Solution Explanation: Design a Stack with Increment Operation

This problem requires designing a stack data structure with the ability to perform increment operations on its elements. The solution uses an array-based approach to efficiently handle these operations. Let's break down the solution's logic and complexity analysis.

Approach: Array Simulation with Incremental Updates

The core idea is to simulate a stack using an array (stk) to store the elements and another array (add) to track cumulative increments for each position in the stack. Instead of directly modifying the stack elements during increment operations, we store the increment values in the add array. This allows us to efficiently calculate the actual value of an element when it's popped.

Data Structures:

• stk: An array to store the stack's elements.
• add: An array to store the cumulative increment values for each position. add[i] represents the total increment applied to elements at index i or below.
• i: An integer representing the current top of the stack (index of the next available position).

Operations:

• push(x): Adds x to the top of the stack if there's space (i < maxSize).
• pop(): If the stack is not empty, it retrieves the element at the top (stk[i-1] + add[i-1]), updates the add array (propagating increments downward), and returns the value.
• increment(k, val): Increments the bottom k elements by val.
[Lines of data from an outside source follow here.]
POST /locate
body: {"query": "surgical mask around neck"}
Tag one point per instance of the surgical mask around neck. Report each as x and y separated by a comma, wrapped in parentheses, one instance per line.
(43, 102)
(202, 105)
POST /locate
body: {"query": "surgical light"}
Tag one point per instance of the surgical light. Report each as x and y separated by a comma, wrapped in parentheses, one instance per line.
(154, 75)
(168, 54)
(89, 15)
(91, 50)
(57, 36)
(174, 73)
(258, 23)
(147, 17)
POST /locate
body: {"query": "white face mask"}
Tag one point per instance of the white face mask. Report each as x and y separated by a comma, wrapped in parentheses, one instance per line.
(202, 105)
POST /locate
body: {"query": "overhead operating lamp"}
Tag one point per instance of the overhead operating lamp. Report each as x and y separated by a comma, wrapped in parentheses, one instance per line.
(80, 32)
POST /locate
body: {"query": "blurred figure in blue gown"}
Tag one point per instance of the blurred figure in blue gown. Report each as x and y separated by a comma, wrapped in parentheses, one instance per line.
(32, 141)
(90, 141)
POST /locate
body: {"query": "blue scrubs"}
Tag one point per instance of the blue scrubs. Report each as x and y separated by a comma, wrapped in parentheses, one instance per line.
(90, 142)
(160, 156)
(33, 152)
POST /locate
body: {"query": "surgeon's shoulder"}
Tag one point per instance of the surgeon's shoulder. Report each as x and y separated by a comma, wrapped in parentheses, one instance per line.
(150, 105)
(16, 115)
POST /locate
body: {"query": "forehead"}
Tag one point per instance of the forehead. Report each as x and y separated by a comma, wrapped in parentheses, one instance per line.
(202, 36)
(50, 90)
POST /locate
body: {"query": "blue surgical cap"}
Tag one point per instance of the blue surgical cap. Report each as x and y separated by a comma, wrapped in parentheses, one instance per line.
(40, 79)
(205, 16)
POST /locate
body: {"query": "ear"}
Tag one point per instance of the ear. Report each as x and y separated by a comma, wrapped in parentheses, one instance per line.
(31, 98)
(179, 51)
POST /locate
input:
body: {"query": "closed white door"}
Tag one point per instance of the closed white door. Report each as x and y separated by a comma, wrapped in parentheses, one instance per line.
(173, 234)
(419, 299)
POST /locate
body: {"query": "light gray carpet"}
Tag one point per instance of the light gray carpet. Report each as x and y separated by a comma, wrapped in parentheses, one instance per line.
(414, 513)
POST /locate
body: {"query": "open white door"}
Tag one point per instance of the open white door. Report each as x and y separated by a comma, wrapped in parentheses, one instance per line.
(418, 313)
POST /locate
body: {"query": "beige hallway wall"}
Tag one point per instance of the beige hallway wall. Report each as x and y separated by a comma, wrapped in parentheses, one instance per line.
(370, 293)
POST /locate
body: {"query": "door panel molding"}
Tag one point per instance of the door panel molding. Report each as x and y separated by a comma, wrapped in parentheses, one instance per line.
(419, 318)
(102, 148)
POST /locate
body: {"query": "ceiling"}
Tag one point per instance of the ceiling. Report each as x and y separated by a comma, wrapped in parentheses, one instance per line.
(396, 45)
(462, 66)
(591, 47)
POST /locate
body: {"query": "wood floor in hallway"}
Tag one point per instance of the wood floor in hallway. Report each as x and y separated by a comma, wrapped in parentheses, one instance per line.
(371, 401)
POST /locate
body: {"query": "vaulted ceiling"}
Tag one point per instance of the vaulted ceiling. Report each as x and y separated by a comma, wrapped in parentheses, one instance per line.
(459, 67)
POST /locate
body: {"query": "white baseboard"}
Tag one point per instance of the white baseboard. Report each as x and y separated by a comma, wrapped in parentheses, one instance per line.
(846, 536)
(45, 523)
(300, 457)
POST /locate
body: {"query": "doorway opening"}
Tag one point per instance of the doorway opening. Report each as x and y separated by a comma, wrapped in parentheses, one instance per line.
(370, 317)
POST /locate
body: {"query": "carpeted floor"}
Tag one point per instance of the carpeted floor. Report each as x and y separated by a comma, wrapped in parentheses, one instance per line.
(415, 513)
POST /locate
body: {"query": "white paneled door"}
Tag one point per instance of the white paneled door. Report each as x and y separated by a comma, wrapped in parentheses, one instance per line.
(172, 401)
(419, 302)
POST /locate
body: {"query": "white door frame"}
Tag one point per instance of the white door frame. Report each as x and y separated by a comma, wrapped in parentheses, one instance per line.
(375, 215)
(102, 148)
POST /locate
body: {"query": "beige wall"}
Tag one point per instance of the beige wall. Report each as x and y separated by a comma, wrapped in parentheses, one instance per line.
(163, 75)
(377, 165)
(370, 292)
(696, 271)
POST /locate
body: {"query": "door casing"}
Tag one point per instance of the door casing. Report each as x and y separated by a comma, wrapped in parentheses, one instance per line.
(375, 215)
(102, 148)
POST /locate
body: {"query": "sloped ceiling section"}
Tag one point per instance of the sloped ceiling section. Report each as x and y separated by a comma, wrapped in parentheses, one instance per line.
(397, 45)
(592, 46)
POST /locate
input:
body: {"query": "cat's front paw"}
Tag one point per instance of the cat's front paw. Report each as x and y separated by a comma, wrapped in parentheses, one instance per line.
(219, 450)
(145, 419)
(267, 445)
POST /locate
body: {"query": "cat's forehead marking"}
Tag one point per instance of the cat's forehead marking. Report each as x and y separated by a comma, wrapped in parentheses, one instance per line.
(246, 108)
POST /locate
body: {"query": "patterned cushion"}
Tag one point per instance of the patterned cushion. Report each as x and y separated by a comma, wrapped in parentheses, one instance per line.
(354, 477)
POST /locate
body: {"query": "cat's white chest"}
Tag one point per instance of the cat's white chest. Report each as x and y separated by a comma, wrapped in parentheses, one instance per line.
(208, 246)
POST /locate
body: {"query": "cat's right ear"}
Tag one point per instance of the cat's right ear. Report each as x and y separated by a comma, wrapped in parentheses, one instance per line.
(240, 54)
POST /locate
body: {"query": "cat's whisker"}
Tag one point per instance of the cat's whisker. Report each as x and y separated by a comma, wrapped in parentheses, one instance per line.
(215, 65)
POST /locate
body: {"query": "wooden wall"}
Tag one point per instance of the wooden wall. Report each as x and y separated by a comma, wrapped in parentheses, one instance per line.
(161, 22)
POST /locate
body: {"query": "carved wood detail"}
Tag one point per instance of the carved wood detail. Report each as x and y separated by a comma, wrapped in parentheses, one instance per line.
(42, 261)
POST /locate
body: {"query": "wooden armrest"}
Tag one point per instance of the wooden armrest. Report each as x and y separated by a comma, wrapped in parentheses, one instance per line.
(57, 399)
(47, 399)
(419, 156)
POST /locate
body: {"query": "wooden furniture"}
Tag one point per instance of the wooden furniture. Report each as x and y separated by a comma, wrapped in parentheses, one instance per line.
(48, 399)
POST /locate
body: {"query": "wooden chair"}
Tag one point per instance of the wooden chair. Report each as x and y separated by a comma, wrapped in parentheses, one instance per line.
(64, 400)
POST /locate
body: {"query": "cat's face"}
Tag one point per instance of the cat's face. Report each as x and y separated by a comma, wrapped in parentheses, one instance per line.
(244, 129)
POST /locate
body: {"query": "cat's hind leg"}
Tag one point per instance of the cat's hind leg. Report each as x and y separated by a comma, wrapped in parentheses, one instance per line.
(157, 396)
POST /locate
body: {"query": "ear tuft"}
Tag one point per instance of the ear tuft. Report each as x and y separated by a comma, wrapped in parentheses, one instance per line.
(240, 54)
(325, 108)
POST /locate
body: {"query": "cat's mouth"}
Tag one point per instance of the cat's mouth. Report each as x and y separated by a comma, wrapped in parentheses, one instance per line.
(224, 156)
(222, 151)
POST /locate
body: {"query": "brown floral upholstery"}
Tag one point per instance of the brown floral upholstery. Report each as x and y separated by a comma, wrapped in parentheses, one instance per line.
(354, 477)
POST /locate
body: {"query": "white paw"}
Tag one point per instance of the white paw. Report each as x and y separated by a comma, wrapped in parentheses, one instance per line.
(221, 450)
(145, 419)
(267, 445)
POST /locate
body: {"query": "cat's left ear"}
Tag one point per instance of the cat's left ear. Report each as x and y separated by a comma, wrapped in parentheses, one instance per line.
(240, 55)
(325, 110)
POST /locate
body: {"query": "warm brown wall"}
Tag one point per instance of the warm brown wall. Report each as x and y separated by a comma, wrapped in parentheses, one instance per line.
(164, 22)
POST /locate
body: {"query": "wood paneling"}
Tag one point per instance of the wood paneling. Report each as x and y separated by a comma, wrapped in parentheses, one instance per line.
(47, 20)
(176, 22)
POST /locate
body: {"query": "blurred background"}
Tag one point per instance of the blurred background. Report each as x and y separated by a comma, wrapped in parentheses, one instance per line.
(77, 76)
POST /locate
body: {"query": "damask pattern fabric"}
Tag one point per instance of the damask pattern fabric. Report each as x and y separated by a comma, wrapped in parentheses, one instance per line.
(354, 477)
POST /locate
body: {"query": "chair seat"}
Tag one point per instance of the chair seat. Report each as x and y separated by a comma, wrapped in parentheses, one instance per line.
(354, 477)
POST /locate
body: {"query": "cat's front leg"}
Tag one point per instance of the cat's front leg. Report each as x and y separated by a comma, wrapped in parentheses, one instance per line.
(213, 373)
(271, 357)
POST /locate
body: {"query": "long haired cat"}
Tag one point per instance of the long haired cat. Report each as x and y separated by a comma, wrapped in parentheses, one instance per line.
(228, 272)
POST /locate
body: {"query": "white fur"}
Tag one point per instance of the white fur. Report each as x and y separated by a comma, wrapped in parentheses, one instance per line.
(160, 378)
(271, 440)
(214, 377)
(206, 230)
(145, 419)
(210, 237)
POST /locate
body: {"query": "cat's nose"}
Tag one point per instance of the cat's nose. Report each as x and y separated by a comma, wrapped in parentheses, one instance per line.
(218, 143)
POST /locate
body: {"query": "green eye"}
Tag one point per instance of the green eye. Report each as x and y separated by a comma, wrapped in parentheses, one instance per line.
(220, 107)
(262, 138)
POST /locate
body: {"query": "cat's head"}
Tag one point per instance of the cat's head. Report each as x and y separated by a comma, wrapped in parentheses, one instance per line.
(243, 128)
It adds val to add[min(i, k) - 1]. This effectively adds val to all elements at index min(i, k) - 1 and below.

Time and Space Complexity Analysis

• Time Complexity: All three operations (push, pop, increment) have a time complexity of O(1) in the average case. This is because they involve a constant number of array accesses and arithmetic operations regardless of the stack size.

• Space Complexity: The space complexity is O(maxSize), where maxSize is the maximum size of the stack. This is due to the use of two arrays, stk and add, both of size maxSize.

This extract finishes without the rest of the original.